Ancien bodybuilder, Glyph a toujours été fasciné par le concept de mise en valeur humaine. Mais ce n'est que lorsqu'il a déménagé au Canada où il a rencontré CyphR - un étudiant de premier cycle en biochimie, qui au moment de la rencontre avait déjà effectué plusieurs procédures d'implantation sur lui-même ( il a un implant de puce RFID qu'il utilise pour démarrer sa voiture, verrouiller et déverrouiller son téléphone, et un autre dans lequel il stocke les clés privées de ses portefeuilles de crypto-monnaie) - qu'il a pu poursuivre cet intérêt de manière significative.

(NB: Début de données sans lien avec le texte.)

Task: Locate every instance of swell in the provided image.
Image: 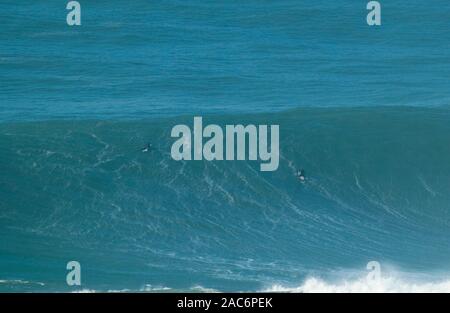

Depuis lors, le couple a travaillé sur de nombreux projets révolutionnaires, tous au nom de l'amélioration humaine, avec Glyph agissant le plus souvent comme sujet de test de CyphR. Plus tôt cette année, ils ont décidé de présenter leurs exploits underground au grand public en créant leur propre Instagram , alors qu'un site Web va bientôt suivre, agissant comme un espace où les amateurs et les passionnés peuvent venir pour des guides sur la façon de biohack et de créer votre propre laboratoire à domicile, ainsi que des conseils sur la modification corporelle de bricolage, les procédures d'implantation et l'édition de gènes. Dans la continuité de son guide sur le biohacking, Glyph se tourne ici vers le bioart.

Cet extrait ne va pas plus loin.